L’annonce a été faite par le ministre gabonais de l’Environnement, le professeur Lee White, lors de la rencontre des pays-membres du Commonwealth au Rwanda, il y a quelques jours. La vente devrait débuter avant la COP 27 prévue pour le mois de novembre 2022 en Égypte. Sur la base des prix actuels, Libreville pourrait tabler sur 291 millions USD d’après la plateforme Allied Offsets. 

Pour le ministre Lee White, le solde de cette émission sera traité à l’aide d’un mécanisme non marchand. Pour leur part, les crédits-carbone permettront aux émetteurs de CO2 tels que les États développés, les compagnies minières et pétrolières, et les organisations multinationales, de compenser leurs activités contribuant au réchauffement climatique.

« Le Gabon en produit suffisamment grâce à ses importantes ressources forestières. Faut-il le rappeler, 88% de la superficie du pays est recouverte de forêts. Le Gabon fait aujourd’hui partie des principaux absorbeurs nets de carbone au monde.

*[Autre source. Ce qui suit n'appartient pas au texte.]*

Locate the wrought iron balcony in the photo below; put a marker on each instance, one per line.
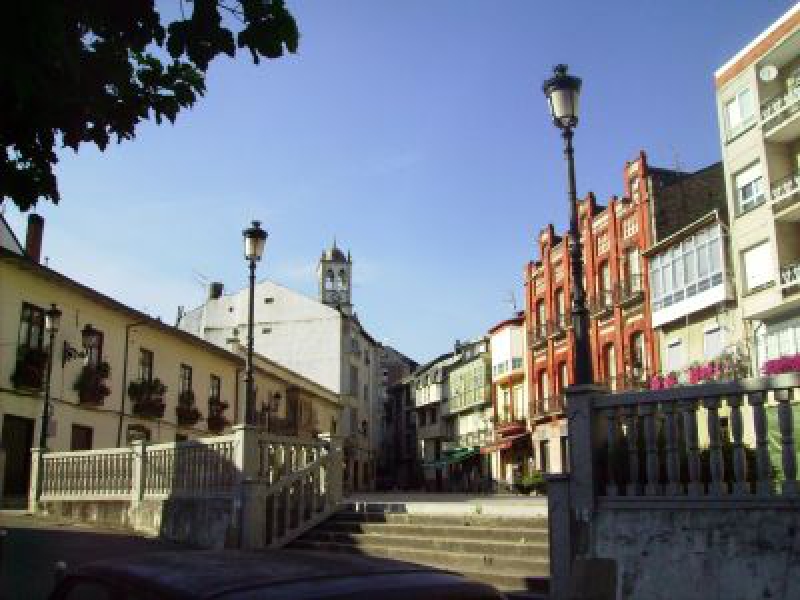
(785, 188)
(790, 275)
(602, 305)
(631, 291)
(537, 335)
(558, 327)
(779, 108)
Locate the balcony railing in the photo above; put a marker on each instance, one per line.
(779, 108)
(631, 291)
(790, 275)
(548, 406)
(557, 327)
(785, 188)
(602, 304)
(537, 335)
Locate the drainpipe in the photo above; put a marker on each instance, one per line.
(128, 328)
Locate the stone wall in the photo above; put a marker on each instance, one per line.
(200, 522)
(699, 553)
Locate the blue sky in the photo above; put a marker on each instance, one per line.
(417, 134)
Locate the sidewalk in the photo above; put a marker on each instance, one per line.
(450, 504)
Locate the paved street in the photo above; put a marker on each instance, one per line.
(33, 546)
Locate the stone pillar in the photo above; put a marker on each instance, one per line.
(34, 483)
(139, 449)
(559, 517)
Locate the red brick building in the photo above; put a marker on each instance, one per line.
(616, 282)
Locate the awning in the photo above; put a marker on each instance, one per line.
(453, 456)
(503, 444)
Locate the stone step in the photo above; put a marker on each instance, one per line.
(483, 547)
(452, 532)
(431, 519)
(510, 566)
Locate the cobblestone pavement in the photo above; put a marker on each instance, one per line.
(32, 547)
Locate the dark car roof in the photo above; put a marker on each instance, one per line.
(215, 573)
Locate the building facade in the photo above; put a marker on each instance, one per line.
(430, 393)
(511, 451)
(615, 239)
(758, 93)
(322, 339)
(468, 416)
(141, 379)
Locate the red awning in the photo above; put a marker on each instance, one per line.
(503, 444)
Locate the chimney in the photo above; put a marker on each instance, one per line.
(215, 290)
(33, 237)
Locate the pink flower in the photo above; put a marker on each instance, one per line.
(784, 364)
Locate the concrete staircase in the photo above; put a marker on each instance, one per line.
(510, 553)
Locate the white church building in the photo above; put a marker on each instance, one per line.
(320, 339)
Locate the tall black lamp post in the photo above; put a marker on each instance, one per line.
(254, 240)
(562, 91)
(52, 321)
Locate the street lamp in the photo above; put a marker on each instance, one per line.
(52, 321)
(562, 92)
(254, 240)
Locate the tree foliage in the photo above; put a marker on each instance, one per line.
(89, 71)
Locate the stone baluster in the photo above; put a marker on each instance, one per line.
(740, 485)
(611, 435)
(786, 426)
(632, 438)
(674, 487)
(716, 486)
(652, 487)
(695, 485)
(756, 400)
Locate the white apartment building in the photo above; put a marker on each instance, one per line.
(758, 97)
(430, 394)
(321, 339)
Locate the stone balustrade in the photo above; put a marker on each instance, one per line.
(264, 489)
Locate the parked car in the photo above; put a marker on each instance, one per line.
(268, 575)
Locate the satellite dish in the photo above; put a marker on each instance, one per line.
(768, 73)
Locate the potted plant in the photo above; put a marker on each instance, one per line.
(30, 368)
(216, 416)
(186, 411)
(147, 397)
(91, 384)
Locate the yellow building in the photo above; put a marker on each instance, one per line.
(141, 379)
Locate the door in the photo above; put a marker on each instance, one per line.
(17, 441)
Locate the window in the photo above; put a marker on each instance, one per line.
(95, 352)
(214, 388)
(145, 365)
(739, 112)
(713, 342)
(687, 269)
(81, 438)
(540, 314)
(353, 380)
(675, 359)
(186, 379)
(544, 456)
(638, 355)
(757, 263)
(31, 327)
(560, 305)
(749, 186)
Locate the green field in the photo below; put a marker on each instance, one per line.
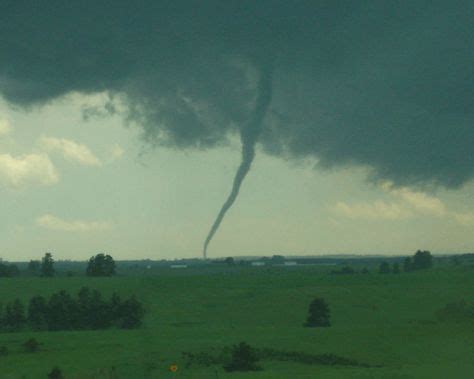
(381, 320)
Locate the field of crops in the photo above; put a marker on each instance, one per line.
(387, 323)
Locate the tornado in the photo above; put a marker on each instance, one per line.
(249, 134)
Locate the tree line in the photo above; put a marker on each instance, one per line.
(98, 265)
(88, 310)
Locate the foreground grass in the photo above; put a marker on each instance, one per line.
(381, 320)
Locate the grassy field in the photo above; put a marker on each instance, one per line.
(381, 320)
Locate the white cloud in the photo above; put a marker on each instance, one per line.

En Afrique, il est considéré comme la superpuissance de la transition verte », a-t-on aussi indiqué avant de rappeler que le pays a reçu une récompense de 17 millions USD de la Central African Forest Initiative pour sa contribution à la lutte contre le réchauffement climatique.

Les autorités gabonaises sont convaincues que la préservation des écosystèmes forestiers est à la fois une grande responsabilité à assumer et une opportunité. Les ressources forestières sont en effet appelées à remplacer celles pétrolières en matière de contribution à l’économie nationale du pays. « Nous devons développer une économie et des emplois durables, car nous allons perdre 60% de notre économie qui est le pétrole » a indiqué le ministre Lee White.